In KIT a predictive in-house thermal-DEM code was developed to evaluate the heat transfer inside packed granular assemblies. A 3D thermal network model with was simulates the interconnected particles by thermal resistors. The Smoluchowski effect was implemented for the first time in a DEM code allowing simulating the effect of the gas pressure on the effective thermal conductivity.

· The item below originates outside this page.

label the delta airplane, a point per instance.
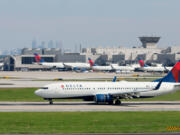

In this work the code was used to investigate the heat transfer inside breeder pebble beds. An assembly of packed pebbles was simulated being consistent with the Helium Cooled Pebble Bed (HCPB) test blanket concept and pebbles parameters such as: bed thickness, relevant packing factor and representative size distribution of pebbles. Power density of neutron irradiation was applied to the particles, which were packed into a box with an upper and bottom wall at 500°C simulating the cooling plates of the HCPB test blanket module. Helium was modelled as stagnant purge gas filling the voids among particles. The temperature profile at different distances from the first wall was evaluated. Sensitivity studies were performed to investigate the influence of the gas pressure, gas type, solid material and pebble size. The influence of the cyclic compressive load was evaluated coupling the thermal with the mechanical KIT-DEM code.